Global market segmentation
The aviation fuel market is divided into several key segments. From a technological perspective, processes include conventional refining, hydrotreating, catalytic cracking, isomerization, and various conversion methods such as alcohol-to-jet or biomass-to-liquid. Among these pathways, HEFA-SPK (Hydroprocessed Esters and Fatty Acids – Synthetic Paraffinic Kerosene) dominates due to its compatibility with existing engines and broad regulatory acceptance.
By aircraft type, fixed-wing aircraft account for more than 70% of global consumption, due to their central role in passenger and freight transport. Military helicopters, drones, and specialized aircraft also contribute but in smaller proportions. In terms of fuel, Jet A/A-1 remains dominant with around 96% of the market share in 2024. Nevertheless, the gradual integration of SAF and the growing interest in hydrogen and power-to-liquid fuels suggest a progressive diversification of the energy mix.
Competitive landscape
Major sector players include ExxonMobil, Shell, Chevron, TotalEnergies, and Reliance Petroleum, which rank among the top five companies in terms of revenue. ExxonMobil is expected to generate USD 339.9 billion in 2024, followed by Shell with USD 302 billion, TotalEnergies with USD 210.2 billion, and Chevron with USD 194.7 billion. These companies ensure production, refining, and distribution of aviation fuel on a global scale.
In addition to these leaders, specialized producers such as Neste Corporation and World Energy are focusing on the growth of sustainable fuels. Their role is becoming central as airlines look for solutions compatible with regulatory requirements. Competition is therefore structured between the major oil groups, which dominate conventional production, and emerging players positioned in the SAF segment.
Regional developments
In North America, the market is driven by a robust commercial aviation sector and fiscal incentives favoring biofuel production, notably through the Inflation Reduction Act in the United States. Airlines benefit from a regulatory framework conducive to the integration of alternative fuels, while still consuming conventional fuel on a large scale.

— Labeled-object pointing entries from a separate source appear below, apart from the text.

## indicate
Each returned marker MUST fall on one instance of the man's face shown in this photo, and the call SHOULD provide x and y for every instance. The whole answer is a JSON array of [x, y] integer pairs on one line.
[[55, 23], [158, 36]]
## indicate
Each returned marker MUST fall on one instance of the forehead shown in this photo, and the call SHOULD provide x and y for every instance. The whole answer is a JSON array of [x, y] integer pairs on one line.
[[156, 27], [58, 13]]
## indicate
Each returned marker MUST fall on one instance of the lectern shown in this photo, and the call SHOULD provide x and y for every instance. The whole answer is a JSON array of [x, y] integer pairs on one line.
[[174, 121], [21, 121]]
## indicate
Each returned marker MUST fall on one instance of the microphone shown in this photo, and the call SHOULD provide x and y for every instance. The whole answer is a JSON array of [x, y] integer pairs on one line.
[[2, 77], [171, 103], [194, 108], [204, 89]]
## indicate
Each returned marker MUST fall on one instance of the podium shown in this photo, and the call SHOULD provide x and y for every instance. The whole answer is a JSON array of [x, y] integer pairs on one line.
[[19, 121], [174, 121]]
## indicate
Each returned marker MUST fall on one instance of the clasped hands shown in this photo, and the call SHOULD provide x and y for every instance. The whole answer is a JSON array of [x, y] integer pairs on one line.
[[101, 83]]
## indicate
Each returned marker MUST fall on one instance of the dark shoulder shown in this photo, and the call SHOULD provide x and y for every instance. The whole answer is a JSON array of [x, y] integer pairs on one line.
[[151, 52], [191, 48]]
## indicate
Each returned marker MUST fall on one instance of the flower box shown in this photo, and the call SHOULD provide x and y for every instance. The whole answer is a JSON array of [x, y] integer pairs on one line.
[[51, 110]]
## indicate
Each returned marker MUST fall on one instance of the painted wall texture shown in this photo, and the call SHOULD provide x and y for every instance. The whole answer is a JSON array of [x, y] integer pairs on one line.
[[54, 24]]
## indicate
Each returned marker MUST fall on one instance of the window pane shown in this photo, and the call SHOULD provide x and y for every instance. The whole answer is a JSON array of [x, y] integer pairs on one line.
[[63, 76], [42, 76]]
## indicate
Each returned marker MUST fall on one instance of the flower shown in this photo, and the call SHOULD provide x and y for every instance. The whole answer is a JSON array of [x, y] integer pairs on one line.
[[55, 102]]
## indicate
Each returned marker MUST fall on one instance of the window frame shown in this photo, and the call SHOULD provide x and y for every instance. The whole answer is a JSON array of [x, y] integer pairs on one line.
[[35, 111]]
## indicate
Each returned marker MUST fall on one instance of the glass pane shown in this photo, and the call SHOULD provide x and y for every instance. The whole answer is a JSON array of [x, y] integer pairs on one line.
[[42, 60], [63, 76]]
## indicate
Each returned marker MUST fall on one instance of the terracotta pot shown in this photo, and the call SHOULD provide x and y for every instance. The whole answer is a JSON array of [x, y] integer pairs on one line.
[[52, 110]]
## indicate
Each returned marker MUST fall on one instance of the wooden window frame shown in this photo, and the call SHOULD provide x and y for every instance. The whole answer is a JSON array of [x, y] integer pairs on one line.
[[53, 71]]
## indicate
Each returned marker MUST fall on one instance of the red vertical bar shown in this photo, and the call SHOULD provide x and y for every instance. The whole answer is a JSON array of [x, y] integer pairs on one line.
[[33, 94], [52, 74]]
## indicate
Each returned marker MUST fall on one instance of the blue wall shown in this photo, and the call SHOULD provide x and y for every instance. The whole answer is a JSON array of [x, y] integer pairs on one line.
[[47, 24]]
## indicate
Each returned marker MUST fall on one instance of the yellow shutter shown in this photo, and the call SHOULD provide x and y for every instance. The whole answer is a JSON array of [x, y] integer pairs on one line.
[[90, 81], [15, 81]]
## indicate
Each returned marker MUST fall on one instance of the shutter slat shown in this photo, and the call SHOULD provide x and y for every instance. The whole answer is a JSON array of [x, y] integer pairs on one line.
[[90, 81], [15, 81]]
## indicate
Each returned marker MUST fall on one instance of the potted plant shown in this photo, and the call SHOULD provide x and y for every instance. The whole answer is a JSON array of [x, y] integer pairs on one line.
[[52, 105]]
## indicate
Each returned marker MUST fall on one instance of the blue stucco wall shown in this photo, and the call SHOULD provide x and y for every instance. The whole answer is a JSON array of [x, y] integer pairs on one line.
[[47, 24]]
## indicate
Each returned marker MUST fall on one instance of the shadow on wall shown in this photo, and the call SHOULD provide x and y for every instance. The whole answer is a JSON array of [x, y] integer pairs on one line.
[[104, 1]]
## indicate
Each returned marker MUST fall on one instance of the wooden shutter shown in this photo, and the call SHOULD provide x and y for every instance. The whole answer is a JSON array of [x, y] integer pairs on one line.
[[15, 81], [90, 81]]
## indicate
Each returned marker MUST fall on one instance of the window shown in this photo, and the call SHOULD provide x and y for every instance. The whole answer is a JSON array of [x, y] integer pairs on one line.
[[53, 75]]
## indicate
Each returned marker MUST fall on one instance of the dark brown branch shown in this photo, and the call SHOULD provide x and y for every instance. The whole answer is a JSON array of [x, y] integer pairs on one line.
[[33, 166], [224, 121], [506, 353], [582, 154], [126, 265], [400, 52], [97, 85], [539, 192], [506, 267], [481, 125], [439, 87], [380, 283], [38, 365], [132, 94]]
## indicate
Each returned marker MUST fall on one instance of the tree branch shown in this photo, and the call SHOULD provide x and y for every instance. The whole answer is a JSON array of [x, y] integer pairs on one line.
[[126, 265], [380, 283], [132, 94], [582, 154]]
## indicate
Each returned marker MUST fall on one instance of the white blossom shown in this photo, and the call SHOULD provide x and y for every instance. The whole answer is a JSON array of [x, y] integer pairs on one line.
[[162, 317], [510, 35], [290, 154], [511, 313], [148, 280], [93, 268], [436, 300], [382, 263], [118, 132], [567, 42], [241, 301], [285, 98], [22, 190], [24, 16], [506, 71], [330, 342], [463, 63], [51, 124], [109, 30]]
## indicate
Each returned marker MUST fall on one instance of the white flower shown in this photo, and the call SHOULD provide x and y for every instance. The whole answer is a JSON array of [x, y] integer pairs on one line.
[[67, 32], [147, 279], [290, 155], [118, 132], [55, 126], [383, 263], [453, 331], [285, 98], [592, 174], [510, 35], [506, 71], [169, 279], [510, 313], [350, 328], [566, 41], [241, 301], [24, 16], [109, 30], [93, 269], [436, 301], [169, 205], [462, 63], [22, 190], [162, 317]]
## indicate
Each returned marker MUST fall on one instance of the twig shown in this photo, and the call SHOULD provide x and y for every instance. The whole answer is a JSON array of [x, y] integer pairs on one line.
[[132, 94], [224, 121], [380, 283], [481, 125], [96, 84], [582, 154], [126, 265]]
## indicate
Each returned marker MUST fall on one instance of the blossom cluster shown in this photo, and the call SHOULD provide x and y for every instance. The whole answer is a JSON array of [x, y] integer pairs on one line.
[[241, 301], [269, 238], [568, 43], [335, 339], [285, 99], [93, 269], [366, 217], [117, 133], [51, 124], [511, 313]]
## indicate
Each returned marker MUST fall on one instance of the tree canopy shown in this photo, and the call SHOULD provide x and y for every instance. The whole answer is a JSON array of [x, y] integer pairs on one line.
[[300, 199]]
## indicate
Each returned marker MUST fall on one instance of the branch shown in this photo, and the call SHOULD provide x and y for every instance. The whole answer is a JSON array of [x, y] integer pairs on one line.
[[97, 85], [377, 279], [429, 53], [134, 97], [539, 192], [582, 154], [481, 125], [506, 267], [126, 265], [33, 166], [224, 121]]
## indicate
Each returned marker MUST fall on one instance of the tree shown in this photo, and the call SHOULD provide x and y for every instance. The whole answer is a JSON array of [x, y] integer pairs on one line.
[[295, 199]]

In Asia-Pacific, growth is the fastest. Rising middle-class incomes and the expansion of aircraft fleets sustain strong demand. China and India are investing in research and development of alternative fuels, while Southeast Asia seeks to attract capital to develop production infrastructure. Countries in this region stand out for their desire to increase energy independence.
In Europe, the dynamic relies on strict regulations. The Emissions Trading System (EU ETS) imposes additional costs on airlines, encouraging greater use of sustainable fuels. Partnerships between European suppliers and carriers are fostering the growth of SAF. Experiments on hydrogen and power-to-liquid fuels illustrate an ongoing diversification.
The Middle East maintains a key position thanks to its refining capacity and central role in intercontinental routes. In Latin America, new airline routes and infrastructure investments drive demand. In Africa, traffic growth remains constrained by economic factors, but demographic expansion and rising trade could stimulate long-term consumption.